This post is about a recent incident on the GOV.UK website. For more information on incidents on GOV.UK, you can check the status of the GOV.UK site or read more about what happens when things go wrong on GOV.UK.
What users saw
From early on 3 November to 11am on 4 November, the /announcements page on GOV.UK didn’t show any new government announcements. Users visiting the page saw that the last announcement was on 2 November, despite new announcements having been published.
Cause of the problem
Every night we run an automated task to improve our search results based on the most popular pages on GOV.UK. That task requires us to rebuild our search index and so, while that task is running, we prevent further changes from being made to the index by locking it. If any changes need to be applied to the index while it’s locked, we queue them up and process them after the task has finished. When the task completes, it unlocks the indexes and if there are any items in the queue, we’ll process them then.
At 4:06am on 3 November, the nightly task ran but it didn’t complete, and the search indexes remained locked. When new announcements were published, they should have been added into the search index.
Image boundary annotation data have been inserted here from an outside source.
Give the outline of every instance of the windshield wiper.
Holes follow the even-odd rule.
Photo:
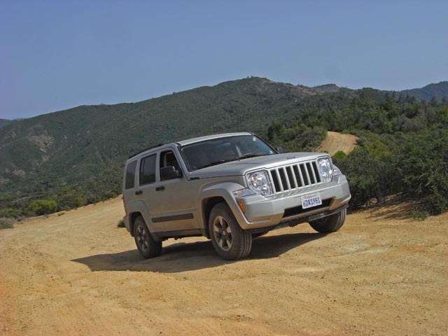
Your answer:
[[[216,164],[220,164],[221,163],[230,162],[232,161],[237,161],[237,160],[239,159],[220,160],[219,161],[214,161],[213,162],[207,163],[204,166],[202,166],[200,168],[198,168],[198,169],[202,169],[202,168],[206,168],[207,167],[216,166]]]
[[[256,154],[253,154],[252,153],[248,153],[247,154],[245,154],[238,158],[238,160],[244,160],[244,159],[248,159],[249,158],[255,158],[257,156],[265,156],[265,155],[257,155]]]

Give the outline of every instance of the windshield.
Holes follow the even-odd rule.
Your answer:
[[[275,150],[255,135],[212,139],[180,148],[190,172],[230,161],[271,155]]]

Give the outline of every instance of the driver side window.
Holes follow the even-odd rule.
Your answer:
[[[174,167],[174,170],[176,170],[181,173],[181,166],[179,165],[177,159],[176,158],[176,155],[172,150],[167,150],[165,152],[162,152],[160,153],[160,169],[164,168],[166,167],[172,166]],[[160,180],[168,180],[170,178],[163,178],[162,172],[160,172]]]

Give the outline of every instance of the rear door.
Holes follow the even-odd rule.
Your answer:
[[[155,232],[166,231],[164,223],[153,220],[154,217],[161,215],[162,200],[158,197],[158,169],[157,152],[148,154],[141,158],[139,168],[138,184],[136,188],[136,197],[141,200],[146,206]]]
[[[153,222],[163,223],[167,231],[197,229],[198,221],[194,217],[194,214],[197,214],[194,204],[197,192],[191,190],[194,183],[190,183],[185,177],[176,153],[174,148],[160,151],[158,174],[160,181],[156,183],[156,196],[161,207],[161,216],[153,218]],[[164,178],[160,169],[169,166],[174,167],[181,176]]]

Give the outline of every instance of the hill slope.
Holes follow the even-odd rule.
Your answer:
[[[296,114],[311,88],[251,78],[134,104],[82,106],[0,130],[0,186],[43,190],[94,180],[160,142],[232,131],[264,133]]]
[[[11,120],[8,120],[7,119],[0,119],[0,128],[3,127],[4,126],[6,126],[10,122]]]
[[[144,260],[123,211],[117,198],[0,230],[1,335],[447,333],[447,214],[359,211],[330,234],[272,231],[229,262],[197,237]]]
[[[418,89],[404,90],[400,93],[415,97],[419,100],[430,102],[434,97],[437,101],[442,102],[444,98],[448,99],[448,81],[430,84]]]
[[[336,152],[342,150],[346,154],[351,153],[356,146],[356,139],[354,135],[342,134],[336,132],[328,132],[327,137],[322,141],[316,151],[325,151],[334,155]]]

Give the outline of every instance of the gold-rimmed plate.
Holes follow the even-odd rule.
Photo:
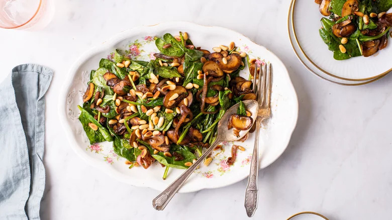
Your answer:
[[[353,81],[354,82],[348,84],[356,84],[374,81],[392,70],[392,63],[388,58],[392,52],[390,45],[369,57],[335,60],[333,53],[328,50],[319,35],[321,26],[320,20],[323,16],[319,12],[317,5],[313,1],[304,0],[293,0],[291,5],[289,14],[291,24],[288,27],[291,26],[290,37],[298,47],[298,50],[295,50],[312,69],[322,72],[330,80],[343,84]]]
[[[368,80],[348,80],[345,79],[342,79],[339,78],[334,77],[333,76],[328,75],[322,71],[320,70],[315,66],[313,64],[310,62],[305,56],[302,53],[300,47],[297,44],[297,42],[295,40],[294,37],[294,34],[292,30],[292,23],[291,21],[291,10],[292,9],[293,2],[294,0],[292,0],[290,4],[289,10],[287,14],[287,30],[288,31],[289,39],[291,44],[293,50],[295,53],[296,56],[299,58],[300,61],[304,65],[304,66],[311,72],[316,75],[317,76],[327,81],[333,82],[334,83],[342,85],[360,85],[367,84],[375,81],[376,81],[388,73],[387,72],[382,75]]]

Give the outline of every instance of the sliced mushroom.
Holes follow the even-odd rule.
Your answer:
[[[351,23],[351,19],[348,19],[338,24],[335,24],[332,27],[332,32],[340,38],[348,37],[357,30],[357,27]]]
[[[365,41],[362,44],[362,50],[363,56],[369,57],[376,53],[378,51],[378,46],[380,45],[379,40]]]
[[[94,94],[94,83],[90,82],[88,83],[88,86],[87,86],[87,89],[86,89],[84,94],[83,95],[83,102],[85,102],[87,101],[90,100],[92,97],[92,95]]]
[[[219,66],[218,66],[217,63],[211,60],[209,60],[204,63],[203,70],[205,74],[206,73],[210,74],[211,73],[211,74],[215,74],[217,76],[222,76],[224,74],[223,71],[219,68]],[[214,72],[214,73],[212,72]]]
[[[231,54],[224,58],[227,61],[226,64],[223,61],[224,58],[217,59],[217,63],[221,69],[225,70],[235,70],[241,66],[242,62],[242,58],[237,53]]]
[[[188,92],[186,91],[186,89],[185,88],[182,86],[177,85],[174,90],[170,90],[167,92],[167,93],[166,93],[166,94],[165,95],[165,97],[163,98],[163,105],[165,106],[165,107],[167,108],[171,108],[175,106],[175,104],[176,104],[176,103],[175,102],[178,103],[178,102],[174,102],[173,103],[171,103],[171,102],[169,102],[170,100],[169,99],[175,93],[178,94],[178,97],[174,100],[180,100],[180,99],[179,97],[180,95],[183,93],[185,93],[185,95],[188,95]]]
[[[245,94],[242,99],[243,100],[256,100],[256,94],[253,92],[249,92],[248,93]]]
[[[247,116],[233,114],[230,116],[229,123],[233,128],[244,131],[247,130],[252,127],[252,125],[253,124],[253,119]]]
[[[329,16],[331,15],[331,12],[329,9],[330,3],[331,3],[331,0],[322,0],[321,3],[320,4],[319,11],[324,16]]]
[[[342,17],[350,15],[358,10],[359,3],[358,0],[347,0],[342,9]]]
[[[110,79],[113,79],[113,78],[118,78],[117,76],[116,76],[114,73],[111,73],[110,72],[108,72],[104,74],[104,78],[105,79],[105,81],[107,81]]]
[[[215,61],[217,59],[223,57],[223,55],[220,53],[214,52],[208,55],[208,59]]]

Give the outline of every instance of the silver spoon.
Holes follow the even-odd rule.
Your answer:
[[[259,109],[259,105],[257,102],[254,100],[246,100],[243,102],[245,106],[245,108],[250,112],[253,120],[253,123],[256,121],[257,116],[257,112]],[[237,103],[231,108],[229,108],[221,120],[218,123],[218,134],[217,139],[206,152],[201,156],[194,163],[184,172],[178,178],[173,182],[166,189],[163,190],[161,194],[158,195],[152,200],[152,206],[156,210],[163,210],[170,200],[178,191],[182,184],[193,172],[194,170],[200,165],[203,160],[211,153],[212,151],[220,144],[222,141],[237,141],[242,138],[249,132],[249,129],[246,131],[241,131],[239,136],[236,136],[232,130],[228,130],[227,125],[230,116],[237,113],[239,103]]]

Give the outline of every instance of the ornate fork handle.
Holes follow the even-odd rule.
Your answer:
[[[167,203],[171,200],[173,196],[178,191],[182,184],[193,172],[194,170],[200,165],[203,160],[211,153],[221,140],[217,139],[215,142],[197,160],[194,164],[188,168],[181,175],[172,183],[161,194],[152,200],[152,206],[156,210],[163,210]]]
[[[256,137],[255,138],[253,154],[250,163],[250,172],[248,180],[248,186],[245,190],[245,207],[246,213],[249,217],[251,217],[254,214],[257,208],[257,200],[259,189],[257,186],[257,173],[259,170],[259,133],[261,122],[261,118],[257,117],[256,120]]]

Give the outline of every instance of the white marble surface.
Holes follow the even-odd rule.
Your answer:
[[[158,191],[120,183],[87,164],[69,147],[58,124],[58,88],[81,53],[122,30],[179,20],[230,28],[264,45],[286,64],[297,89],[298,126],[284,153],[259,173],[254,218],[285,219],[312,210],[330,219],[390,219],[392,75],[359,87],[312,75],[288,41],[289,0],[56,3],[55,17],[43,30],[0,30],[2,78],[24,63],[55,71],[46,95],[43,219],[247,218],[246,180],[177,195],[164,211],[155,211],[151,200]]]

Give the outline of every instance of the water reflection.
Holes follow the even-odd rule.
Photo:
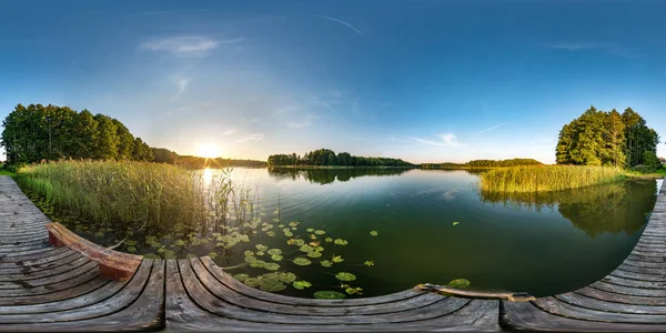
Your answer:
[[[557,210],[563,218],[594,238],[604,232],[633,234],[647,221],[656,196],[656,182],[626,181],[545,193],[487,193],[485,203],[541,212]]]
[[[269,174],[276,179],[300,180],[311,183],[330,184],[335,180],[346,182],[359,176],[400,175],[412,169],[406,168],[363,168],[363,169],[295,169],[269,168]]]

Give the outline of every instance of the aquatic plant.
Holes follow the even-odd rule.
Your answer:
[[[547,192],[610,183],[623,180],[616,168],[582,165],[534,165],[491,170],[481,176],[487,192]]]

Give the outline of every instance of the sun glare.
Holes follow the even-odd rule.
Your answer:
[[[221,155],[220,147],[214,143],[202,143],[196,148],[196,155],[206,159],[214,159]]]

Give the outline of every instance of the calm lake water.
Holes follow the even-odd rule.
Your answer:
[[[211,178],[219,171],[202,172]],[[256,276],[268,271],[243,265],[243,252],[256,251],[258,243],[283,249],[280,271],[312,286],[290,285],[279,293],[304,297],[341,291],[339,272],[355,274],[349,284],[362,287],[363,296],[461,278],[475,290],[535,296],[572,291],[623,262],[643,232],[657,189],[655,181],[626,181],[547,195],[487,195],[477,190],[478,175],[463,170],[235,169],[232,179],[259,191],[263,220],[297,221],[294,234],[302,238],[307,228],[324,230],[322,243],[324,236],[349,242],[323,252],[344,259],[332,268],[319,264],[323,258],[305,266],[286,262],[303,253],[286,245],[289,238],[278,228],[275,236],[259,232],[233,254],[215,259],[221,266],[241,264],[229,270],[232,274]]]

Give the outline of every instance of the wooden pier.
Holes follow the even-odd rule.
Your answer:
[[[110,281],[90,255],[51,246],[50,222],[0,176],[0,331],[666,331],[666,186],[619,268],[529,302],[418,290],[297,299],[249,287],[205,256],[143,260],[129,280]]]

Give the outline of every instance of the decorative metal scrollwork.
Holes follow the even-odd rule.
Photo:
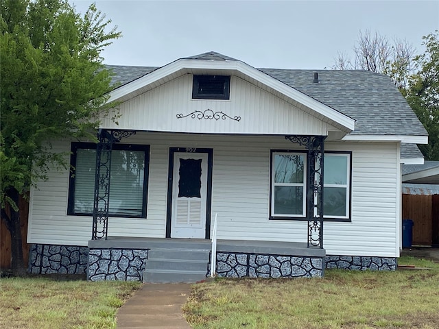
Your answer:
[[[218,121],[220,119],[222,120],[230,119],[231,120],[235,120],[235,121],[239,121],[239,120],[241,120],[241,117],[238,117],[237,115],[235,115],[235,117],[231,117],[227,115],[226,113],[224,113],[222,111],[214,112],[210,108],[208,108],[207,110],[205,110],[204,111],[198,111],[198,110],[193,111],[193,112],[186,115],[183,115],[182,113],[177,114],[177,119],[183,119],[183,118],[187,118],[188,117],[190,117],[191,119],[197,118],[199,120],[201,120],[202,119],[204,119],[206,120],[215,119],[216,121]]]
[[[308,151],[307,217],[308,247],[323,248],[323,167],[326,136],[286,136]]]
[[[99,129],[97,132],[92,240],[107,239],[112,145],[135,134],[136,132],[130,130]]]

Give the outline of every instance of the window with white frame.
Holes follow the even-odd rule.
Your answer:
[[[109,215],[146,217],[149,146],[113,145]],[[73,143],[68,215],[91,215],[93,210],[96,145]]]
[[[305,217],[305,153],[272,153],[272,217]]]
[[[307,154],[272,151],[271,166],[270,219],[306,219]],[[351,153],[325,152],[325,220],[350,219],[351,167]]]
[[[323,180],[324,218],[348,219],[351,154],[325,152]]]

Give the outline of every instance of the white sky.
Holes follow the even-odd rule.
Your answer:
[[[213,51],[254,67],[330,69],[360,30],[423,53],[422,36],[439,29],[439,0],[69,1],[82,13],[95,2],[119,27],[108,64],[161,66]]]

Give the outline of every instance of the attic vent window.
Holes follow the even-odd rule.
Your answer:
[[[230,93],[230,75],[193,75],[193,99],[229,99]]]

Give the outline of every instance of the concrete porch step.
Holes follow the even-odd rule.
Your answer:
[[[210,250],[194,248],[152,248],[148,259],[184,259],[206,260],[209,259]]]
[[[152,247],[148,252],[143,282],[193,283],[204,280],[209,252],[206,244],[171,243],[167,247]]]
[[[143,283],[194,283],[205,280],[206,273],[206,269],[204,271],[145,269],[143,272]]]
[[[207,271],[207,258],[204,260],[152,258],[147,260],[147,269],[171,269],[182,271]]]

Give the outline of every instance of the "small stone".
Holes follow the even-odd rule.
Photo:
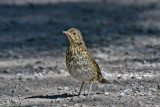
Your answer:
[[[125,94],[131,94],[131,93],[132,93],[132,89],[125,89],[125,90],[124,90],[124,93],[125,93]]]
[[[156,92],[157,90],[155,88],[149,88],[150,91]]]
[[[88,95],[88,91],[87,90],[84,91],[84,95]]]
[[[124,95],[124,93],[120,93],[117,97],[123,97]]]
[[[62,107],[67,107],[67,104],[63,104]]]
[[[139,102],[138,102],[138,105],[142,106],[142,105],[144,105],[144,104],[143,104],[142,101],[139,101]]]
[[[64,87],[64,90],[67,91],[67,90],[69,90],[69,88],[68,87]]]
[[[62,87],[58,87],[57,89],[58,89],[58,90],[63,90],[63,88],[62,88]]]
[[[12,103],[18,103],[18,100],[12,99],[11,102],[12,102]]]
[[[58,73],[62,74],[62,73],[64,73],[64,72],[65,72],[65,70],[61,69],[61,70],[59,70]]]
[[[74,107],[81,107],[79,103],[75,104]]]
[[[105,92],[104,95],[106,95],[106,96],[109,95],[109,92]]]
[[[4,69],[3,72],[4,73],[10,73],[11,71],[9,69]]]
[[[133,91],[137,91],[137,89],[138,89],[138,88],[137,88],[136,86],[132,86],[132,90],[133,90]]]
[[[29,90],[30,90],[30,88],[29,88],[29,87],[25,87],[25,90],[26,90],[26,91],[29,91]]]
[[[116,107],[115,105],[109,105],[109,107]]]
[[[38,107],[38,106],[36,106],[36,105],[33,105],[33,106],[31,106],[31,107]]]

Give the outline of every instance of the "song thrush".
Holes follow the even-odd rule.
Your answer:
[[[63,33],[67,35],[69,40],[69,47],[66,51],[67,69],[71,76],[82,81],[78,96],[86,81],[90,83],[88,95],[90,94],[94,80],[100,83],[110,84],[110,82],[102,76],[98,64],[90,55],[83,41],[81,32],[76,28],[71,28],[67,31],[63,31]]]

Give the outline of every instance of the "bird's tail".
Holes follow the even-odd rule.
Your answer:
[[[99,75],[97,81],[102,84],[111,84],[108,80],[106,80],[102,75]]]

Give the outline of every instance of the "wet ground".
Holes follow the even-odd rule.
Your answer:
[[[47,3],[49,2],[49,3]],[[0,2],[0,106],[160,107],[158,0]],[[10,4],[10,5],[8,5]],[[78,28],[103,76],[73,79],[63,30]]]

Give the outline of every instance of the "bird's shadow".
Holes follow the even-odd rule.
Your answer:
[[[26,97],[25,99],[31,99],[31,98],[46,98],[46,99],[57,99],[57,98],[68,98],[68,97],[74,97],[78,96],[76,94],[59,94],[59,95],[38,95],[38,96],[31,96],[31,97]]]

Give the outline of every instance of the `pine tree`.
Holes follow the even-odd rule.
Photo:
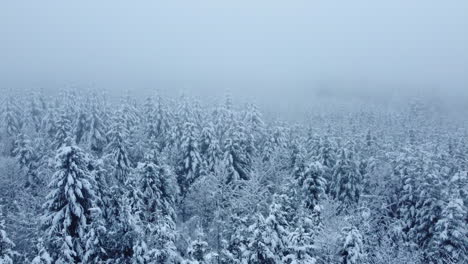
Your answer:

However, as the index was still locked, they stayed in the queue waiting for the index to be unlocked.
GOV.UK didn’t have monitoring on whether the index was locked or on whether the task had completed and so we didn’t know that there was a problem until we received reports from our content community.
How we are preventing this from happening again
Usually we try to establish exactly why a problem occurred and how we can stop it from happening again. We haven’t been able to tell exactly what’s causing the task to fail, so we’ve added some extra logging so that we get more information the next time it happens.
In the meantime, we’ve made sure that we can catch this early and we have now set up some monitoring to check if the task has completed within the time we expect it to finish, and alert us if it hasn’t. This means that if the tasks is taking longer to complete than it should, we’ll know about it and be able to fix it.